Posted by Compound Stock Earnings in Dallas-Fort Worth-Arlington, TX on Apr 30, 2008

Covered call investing techniques use stock price cycles, which are an inherent part of the stock market. Stocks never move straight up or straight down; they move in cycles. This article describes how Compound Stock Earnings views price cycles and is taken from the book Covered Calls and LEAPS: A Wealth Option, written by Compound Stock Earnings' founders Joseph Hooper and Aaron Zalewski.

Correct analysis of stock price cycles is important when establishing new covered call positions or when implementing one of the many techniques for covered calls developed by Compound Stock Earnings.
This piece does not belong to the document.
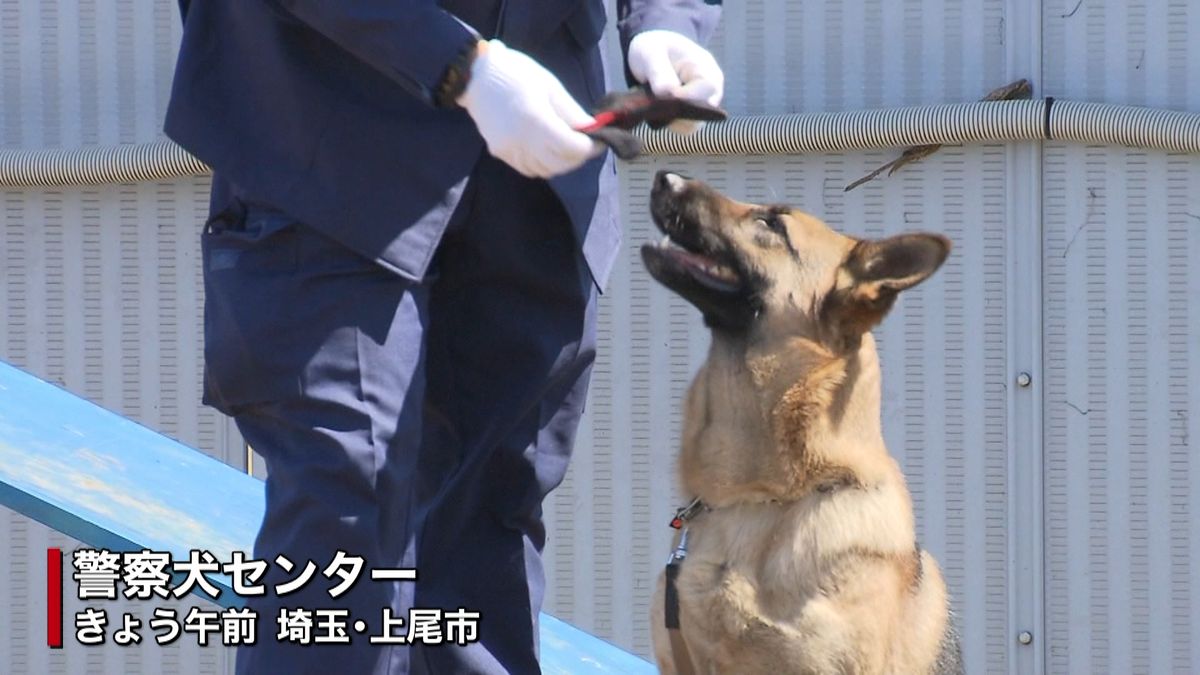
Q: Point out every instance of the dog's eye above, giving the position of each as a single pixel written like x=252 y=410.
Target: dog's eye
x=772 y=222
You must recognize that stocks move in distinct price cycles. Movements between parallel lines characterize these cycles. What you want to do is identify a price channel or a price cycle (these terms are used interchangeably). The way to identify a price channel is to draw two lines (preferably parallel) connecting the bottoms and the tops of a chart. A good source for free charts on the Internet is BigCharts. If you select "Java Chart" and then check "Draw Trendlines," you will be able to draw cycles on the chart. For covered calls, you should assess a stock using a 12-month chart.

Upward Price Cycles
In an upward cycle, the tops of the cycle are getting higher and the bottoms are also getting higher. An upward cycle has higher tops and higher bottoms. Start by drawing a line connecting the bottoms on the chart, because the buyers are in control of the market and driving prices higher. Then attempt to identify the top of the price cycle by drawing a line that is parallel to the bottoms. Note: Assessing cycles is not an exact science and absolute accuracy is not a contributing factor to the success of Compound Stock Earnings' techniques for covered calls.

Downward Price Cycles
In a downward cycle, the tops of the cycle are getting lower and the bottoms are also getting lower. Start by drawing a line connecting the tops on the chart, because the sellers are in control of the market and driving prices lower. Then attempt to identify the bottom of the cycle by drawing a line that is parallel to the tops. Again note that absolute accuracy is not needed to achieve excellent results with Compound Stock Earnings' covered call techniques.

Horizontal Price Cycles
In a horizontal cycle, the tops and bottoms are not getting substantially higher or lower. A horizontal cycle has relatively stable tops and bottoms. In a horizontal cycle, the market is in consolidation and it is not important which line is drawn first.

How to Use Price Cycles with Covered Calls
The concept is simple. When selling covered calls, you want to be confident the stock price is moving sideways or up. Remember, if the stock price moves sideways you can sell new covered calls each month and receive a steady 3 - 6% cash flow per month. If the stock moves up, your covered call is exercised and your stock is called out, meaning it is bought by the person to whom you sold the covered call. You then have the 3 - 6% cash return plus all your money back from the stock, and you can execute new covered calls.